Landscape painting captures the vibrant colours of outdoor scenes on canvas with paint and brush. When painting a blue sky and green grass in an outdoor scene, it is important to understand colour. The sky is not just one big, blue block; on the contrary, a blue sky is made up of many shades of blue and even white. Grass is similar in nature, containing yellow, brown and even blue undertones. You can paint a convincing blue sky and natural-looking green grass with just a few basic techniques.
Pencil in the horizon line, which is the line where the grass and the sky meet. Make the horizon line straight or mountainous.
Squeeze a small amount of ultramarine blue paint onto the paint palette. Squeeze a larger amount of white onto the palette.
Mix a small amount of ultramarine with white, using the palette knife, until you have a very light (almost white) blue colour.
Use a medium-sized flat brush to paint along and slightly above the horizon line. Skies are lighter in colour closer to the horizon line.

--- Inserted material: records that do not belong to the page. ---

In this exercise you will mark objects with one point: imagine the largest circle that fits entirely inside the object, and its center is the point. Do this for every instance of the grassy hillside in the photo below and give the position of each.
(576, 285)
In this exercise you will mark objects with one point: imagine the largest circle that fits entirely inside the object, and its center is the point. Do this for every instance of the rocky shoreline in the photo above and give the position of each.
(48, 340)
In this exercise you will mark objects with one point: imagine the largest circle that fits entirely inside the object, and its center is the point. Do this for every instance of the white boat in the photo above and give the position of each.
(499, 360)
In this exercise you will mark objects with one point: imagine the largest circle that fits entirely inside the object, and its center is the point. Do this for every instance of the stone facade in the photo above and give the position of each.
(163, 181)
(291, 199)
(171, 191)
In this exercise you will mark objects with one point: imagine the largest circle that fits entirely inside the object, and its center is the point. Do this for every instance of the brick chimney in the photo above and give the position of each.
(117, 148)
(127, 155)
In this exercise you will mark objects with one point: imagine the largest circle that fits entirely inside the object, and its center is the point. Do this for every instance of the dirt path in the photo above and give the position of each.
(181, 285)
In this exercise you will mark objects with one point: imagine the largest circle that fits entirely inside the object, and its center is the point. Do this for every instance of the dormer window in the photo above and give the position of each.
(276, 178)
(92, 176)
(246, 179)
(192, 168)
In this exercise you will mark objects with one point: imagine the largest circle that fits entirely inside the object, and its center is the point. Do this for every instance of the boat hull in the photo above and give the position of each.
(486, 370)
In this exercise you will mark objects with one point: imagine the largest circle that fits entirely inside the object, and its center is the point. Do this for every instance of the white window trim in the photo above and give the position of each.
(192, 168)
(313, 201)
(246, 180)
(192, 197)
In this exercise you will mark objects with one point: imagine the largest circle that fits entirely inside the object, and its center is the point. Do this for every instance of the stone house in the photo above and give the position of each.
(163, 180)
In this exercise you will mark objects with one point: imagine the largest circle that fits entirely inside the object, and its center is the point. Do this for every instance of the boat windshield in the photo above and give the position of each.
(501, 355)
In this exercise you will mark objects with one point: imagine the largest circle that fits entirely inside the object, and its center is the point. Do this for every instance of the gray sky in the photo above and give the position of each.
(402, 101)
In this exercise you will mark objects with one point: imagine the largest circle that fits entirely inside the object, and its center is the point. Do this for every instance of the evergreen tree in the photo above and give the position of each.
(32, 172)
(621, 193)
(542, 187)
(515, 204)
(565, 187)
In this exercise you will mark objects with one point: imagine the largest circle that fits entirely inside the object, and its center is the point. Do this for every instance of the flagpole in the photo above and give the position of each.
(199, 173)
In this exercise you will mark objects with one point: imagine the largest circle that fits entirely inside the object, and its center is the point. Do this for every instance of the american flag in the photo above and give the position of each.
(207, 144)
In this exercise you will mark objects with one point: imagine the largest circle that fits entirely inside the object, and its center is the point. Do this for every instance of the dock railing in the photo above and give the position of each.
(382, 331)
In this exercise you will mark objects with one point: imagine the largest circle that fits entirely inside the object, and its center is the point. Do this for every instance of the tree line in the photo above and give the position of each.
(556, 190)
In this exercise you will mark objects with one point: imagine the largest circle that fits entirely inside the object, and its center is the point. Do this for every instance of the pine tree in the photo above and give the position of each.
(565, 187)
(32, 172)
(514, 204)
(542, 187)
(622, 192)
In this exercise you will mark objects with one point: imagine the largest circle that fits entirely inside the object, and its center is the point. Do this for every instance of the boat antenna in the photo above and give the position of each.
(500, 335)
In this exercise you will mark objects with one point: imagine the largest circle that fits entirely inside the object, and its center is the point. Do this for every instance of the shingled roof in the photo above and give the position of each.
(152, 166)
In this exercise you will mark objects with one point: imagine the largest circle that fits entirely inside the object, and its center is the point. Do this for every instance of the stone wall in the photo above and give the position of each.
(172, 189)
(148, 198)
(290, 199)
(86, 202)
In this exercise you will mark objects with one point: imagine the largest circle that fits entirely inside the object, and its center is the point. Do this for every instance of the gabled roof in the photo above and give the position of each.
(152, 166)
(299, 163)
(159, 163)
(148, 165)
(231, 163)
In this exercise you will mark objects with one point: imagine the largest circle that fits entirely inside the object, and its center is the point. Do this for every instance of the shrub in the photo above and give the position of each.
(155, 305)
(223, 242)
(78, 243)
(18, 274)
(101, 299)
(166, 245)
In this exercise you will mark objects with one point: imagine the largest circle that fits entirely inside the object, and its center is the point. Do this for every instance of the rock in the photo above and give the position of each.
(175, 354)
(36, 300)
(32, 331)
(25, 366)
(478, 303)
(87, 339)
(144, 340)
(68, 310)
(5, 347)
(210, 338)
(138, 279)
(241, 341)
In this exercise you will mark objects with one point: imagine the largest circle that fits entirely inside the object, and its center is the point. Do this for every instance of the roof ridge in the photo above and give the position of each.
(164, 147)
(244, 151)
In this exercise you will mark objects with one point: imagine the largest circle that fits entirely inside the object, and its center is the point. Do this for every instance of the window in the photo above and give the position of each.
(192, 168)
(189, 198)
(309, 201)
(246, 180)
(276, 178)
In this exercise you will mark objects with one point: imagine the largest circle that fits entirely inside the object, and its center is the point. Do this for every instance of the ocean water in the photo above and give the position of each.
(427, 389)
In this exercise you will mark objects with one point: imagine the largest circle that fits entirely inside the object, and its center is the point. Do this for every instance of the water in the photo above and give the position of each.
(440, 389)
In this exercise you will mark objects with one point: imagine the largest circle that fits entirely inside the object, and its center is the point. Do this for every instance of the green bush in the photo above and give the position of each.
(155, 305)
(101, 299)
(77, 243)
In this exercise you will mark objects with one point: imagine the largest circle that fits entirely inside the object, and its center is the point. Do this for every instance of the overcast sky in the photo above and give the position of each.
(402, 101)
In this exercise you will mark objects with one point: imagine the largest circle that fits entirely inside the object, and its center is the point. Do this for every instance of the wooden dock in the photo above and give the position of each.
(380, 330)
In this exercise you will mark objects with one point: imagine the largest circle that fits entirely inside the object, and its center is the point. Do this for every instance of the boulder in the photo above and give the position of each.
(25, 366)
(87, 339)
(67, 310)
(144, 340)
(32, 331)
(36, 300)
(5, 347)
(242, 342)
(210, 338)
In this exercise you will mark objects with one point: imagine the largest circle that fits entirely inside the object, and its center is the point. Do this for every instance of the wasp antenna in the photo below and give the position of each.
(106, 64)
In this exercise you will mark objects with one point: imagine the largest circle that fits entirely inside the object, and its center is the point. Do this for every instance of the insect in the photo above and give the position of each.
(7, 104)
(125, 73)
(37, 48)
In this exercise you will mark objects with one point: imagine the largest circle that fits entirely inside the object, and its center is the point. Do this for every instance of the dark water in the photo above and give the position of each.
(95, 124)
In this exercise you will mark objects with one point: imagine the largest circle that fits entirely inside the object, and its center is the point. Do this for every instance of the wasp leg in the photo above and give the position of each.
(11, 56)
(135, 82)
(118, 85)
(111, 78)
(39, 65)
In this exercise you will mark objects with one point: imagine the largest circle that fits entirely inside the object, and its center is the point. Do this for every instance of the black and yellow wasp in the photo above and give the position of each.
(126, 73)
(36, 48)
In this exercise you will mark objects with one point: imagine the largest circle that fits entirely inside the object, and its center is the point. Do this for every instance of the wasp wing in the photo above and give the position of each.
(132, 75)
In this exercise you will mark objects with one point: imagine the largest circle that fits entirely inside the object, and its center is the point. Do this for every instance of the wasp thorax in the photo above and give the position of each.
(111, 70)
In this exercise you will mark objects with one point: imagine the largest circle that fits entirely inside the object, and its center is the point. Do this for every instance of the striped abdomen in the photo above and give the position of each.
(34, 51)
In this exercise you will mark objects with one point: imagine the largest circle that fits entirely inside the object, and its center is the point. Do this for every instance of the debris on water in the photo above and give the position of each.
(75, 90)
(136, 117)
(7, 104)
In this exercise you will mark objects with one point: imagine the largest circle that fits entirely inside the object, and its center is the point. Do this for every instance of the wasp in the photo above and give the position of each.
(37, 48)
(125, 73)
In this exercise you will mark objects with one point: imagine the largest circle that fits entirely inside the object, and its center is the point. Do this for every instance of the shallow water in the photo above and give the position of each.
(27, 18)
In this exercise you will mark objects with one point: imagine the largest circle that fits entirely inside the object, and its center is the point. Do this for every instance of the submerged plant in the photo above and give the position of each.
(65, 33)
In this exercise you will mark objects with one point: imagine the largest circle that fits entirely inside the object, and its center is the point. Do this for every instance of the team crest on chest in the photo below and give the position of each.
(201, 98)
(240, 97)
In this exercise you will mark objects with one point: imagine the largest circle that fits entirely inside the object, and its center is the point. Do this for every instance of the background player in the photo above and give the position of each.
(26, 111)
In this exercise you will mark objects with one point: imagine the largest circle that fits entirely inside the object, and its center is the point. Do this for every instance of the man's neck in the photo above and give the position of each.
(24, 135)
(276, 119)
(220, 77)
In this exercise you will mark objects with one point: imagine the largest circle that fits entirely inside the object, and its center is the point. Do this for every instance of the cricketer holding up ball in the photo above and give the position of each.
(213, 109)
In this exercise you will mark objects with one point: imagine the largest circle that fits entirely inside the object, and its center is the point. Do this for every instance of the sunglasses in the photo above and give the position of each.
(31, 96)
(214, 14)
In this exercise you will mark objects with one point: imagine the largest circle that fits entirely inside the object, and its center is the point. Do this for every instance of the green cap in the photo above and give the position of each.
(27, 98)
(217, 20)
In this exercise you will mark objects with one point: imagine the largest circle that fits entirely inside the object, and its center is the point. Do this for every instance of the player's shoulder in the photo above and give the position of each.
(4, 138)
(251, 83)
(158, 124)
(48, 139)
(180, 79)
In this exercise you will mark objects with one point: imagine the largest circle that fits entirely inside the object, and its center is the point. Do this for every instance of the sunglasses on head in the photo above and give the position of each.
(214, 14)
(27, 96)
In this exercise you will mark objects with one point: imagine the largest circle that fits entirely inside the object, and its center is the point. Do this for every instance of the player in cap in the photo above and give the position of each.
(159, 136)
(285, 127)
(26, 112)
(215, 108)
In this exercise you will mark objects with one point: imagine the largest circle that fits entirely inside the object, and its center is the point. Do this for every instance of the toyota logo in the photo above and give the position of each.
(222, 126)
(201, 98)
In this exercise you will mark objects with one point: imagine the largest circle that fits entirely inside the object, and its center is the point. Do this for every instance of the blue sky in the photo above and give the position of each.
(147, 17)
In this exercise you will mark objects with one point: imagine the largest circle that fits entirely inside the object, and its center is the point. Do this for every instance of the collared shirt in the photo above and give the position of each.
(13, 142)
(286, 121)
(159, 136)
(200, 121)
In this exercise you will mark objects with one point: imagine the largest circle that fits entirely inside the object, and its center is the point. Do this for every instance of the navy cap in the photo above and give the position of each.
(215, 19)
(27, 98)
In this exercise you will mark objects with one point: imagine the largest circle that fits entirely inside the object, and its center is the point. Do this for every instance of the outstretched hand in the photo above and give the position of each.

Mix more ultramarine paint in with the light blue until it is one or two shades darker than the previous blue. Paint above the lighter blue with the darker blue, blending the colours together where they meet.
Repeat Step 5 for each "layer" of sky. The sky will be a medium shade of blue at the very top of the painting. Make sure each layer is well blended into one another for the smoothest appearance.
Dip the ends of a fan brush into the white paint, and lightly dab against chosen areas of the sky to represent clouds. Make the clouds puffy or wispy. Let the clouds blend with the blue of the sky for the most natural appearance. Let the sky dry.
Squeeze a large amount of veridian and a small amount of light cadmium yellow onto the paint palette. Mix the yellow with the veridian until you have a deep yellow-green colour.
Paint the entire grass area with the yellow-green shade, using short, upward strokes with the hog-bristle brush. This is the underpainting.
Mix a small amount of white with the yellow-green until it is one or two shades lighter.
Paint individual grass blades scattered throughout the underpainting, using short, upward strokes with a thin, round brush. Mix more yellow with the lighter shade of green, and create more individual blades in the same manner. Scattering random individual blades combined with the bristle brush strokes of the underpainting creates the illusion of grass.
Lightly drag a fan brush over the blue sky to smooth it out while the paint is still wet. Create more individual blades of grass closer to the foreground. As the grass goes further back towards the horizon, individual blades aren't visible, and the grass has a blurred, smudgy appearance. Mix more white with grass that recedes far into the background. Background objects are lighter than foreground objects. Use a photograph of a landscape as a reference while painting to give yourself a better idea of what the final piece should look like.